Ward, Ida Caroline (1880–1949)
Ward, Ida Caroline (1880–1949)
British phonetician and West African language scholar . Born on October 4, 1880, in Bradford, Yorkshire, England; died on October 10, 1949, in Guildford, England; daughter of Samson Ward (a wool merchant) and Hannah (Tempest) Ward; educated in Bradford and at the Darlington Training College; Durham University, B.Litt., 1902; London University, Ph.D., 1933; never married.
Born in 1880 in Yorkshire, England, Ida Caroline Ward was the eighth child of Samson and Hannah Ward , and received her early education in her hometown of Bradford. After attending the Darlington Training College, she went on to graduate from Durham University with a bachelor's degree in 1902.
Ward taught secondary school for 16 years before entering the phonetics department of London's University College in 1919 and becoming an expert in the major European languages. Her interest in African languages grew into a specialty and in 1932, after joining the staff of what later became London University's School of Oriental and African Studies, she earned a doctorate from that institution on the strength of her scholarly research, published as Phonetic and Tonal Structure of Efik. Her study focused scientifically on the tonal importance of African language, a subject she pursued further with the groundbreaking Introduction to the Ibo Language, published in 1936. A year later, Ward was appointed head of the university's new department of African languages and cultures. From its humble beginnings, Ward established the department as an internationally recognized center for research on Africa, which was consulted by numerous missionary, educational and governmental bodies. Although Ward engaged herself in instructing English colonial officers to the African cultures they were to govern, she also taught Africans how to study their own language to perpetuate the scholarly study in African universities. She was instrumental in the development of the International African Institute's Handbook of African Languages, and her other scholarly works, Practical Phonetics for Students of African Languages (1933) and Introduction to the Yoruba Language (posthumously published in 1952), were no less important to the field.

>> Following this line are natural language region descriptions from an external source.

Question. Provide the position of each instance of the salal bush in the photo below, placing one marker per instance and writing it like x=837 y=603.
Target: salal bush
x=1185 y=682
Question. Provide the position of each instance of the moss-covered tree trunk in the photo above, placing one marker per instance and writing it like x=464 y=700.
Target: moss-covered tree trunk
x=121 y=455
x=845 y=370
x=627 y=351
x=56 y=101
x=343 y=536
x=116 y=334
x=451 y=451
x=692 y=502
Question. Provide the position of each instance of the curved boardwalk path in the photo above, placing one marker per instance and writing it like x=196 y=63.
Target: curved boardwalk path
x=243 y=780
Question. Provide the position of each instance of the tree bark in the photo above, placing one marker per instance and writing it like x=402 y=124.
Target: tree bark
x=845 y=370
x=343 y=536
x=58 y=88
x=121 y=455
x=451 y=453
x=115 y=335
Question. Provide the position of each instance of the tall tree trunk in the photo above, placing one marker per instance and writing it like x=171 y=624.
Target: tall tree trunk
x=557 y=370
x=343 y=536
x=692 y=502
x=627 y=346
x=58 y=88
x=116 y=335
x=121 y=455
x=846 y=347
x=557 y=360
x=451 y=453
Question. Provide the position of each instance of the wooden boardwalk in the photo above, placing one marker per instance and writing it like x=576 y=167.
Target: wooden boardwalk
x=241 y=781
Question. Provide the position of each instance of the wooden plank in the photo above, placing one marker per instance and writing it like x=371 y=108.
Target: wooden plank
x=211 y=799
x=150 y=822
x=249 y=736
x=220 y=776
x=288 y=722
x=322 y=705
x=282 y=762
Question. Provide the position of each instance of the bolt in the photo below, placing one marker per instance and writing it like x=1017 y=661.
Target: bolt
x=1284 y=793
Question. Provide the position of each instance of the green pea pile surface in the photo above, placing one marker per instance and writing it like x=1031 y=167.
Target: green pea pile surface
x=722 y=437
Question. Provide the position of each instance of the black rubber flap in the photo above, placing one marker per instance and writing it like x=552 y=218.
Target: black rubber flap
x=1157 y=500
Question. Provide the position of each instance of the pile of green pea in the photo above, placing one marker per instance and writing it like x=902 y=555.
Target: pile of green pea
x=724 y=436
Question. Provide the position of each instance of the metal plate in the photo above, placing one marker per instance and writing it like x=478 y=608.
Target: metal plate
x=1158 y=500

England officially recognized Ward's numerous contributions to language study by making her a Commander of the British Empire in 1948, the same year she officially resigned her chair at the university and began a tour of American learning institutions. Ward lived with her widowed sister and passed away in Guildford, England, on October 10, 1949.
sources:
The Dictionary of National Biography, 1941–1950. Edited by L.G. Wickham Legg and E.T. Williams. Oxford: Oxford University Press, 1959.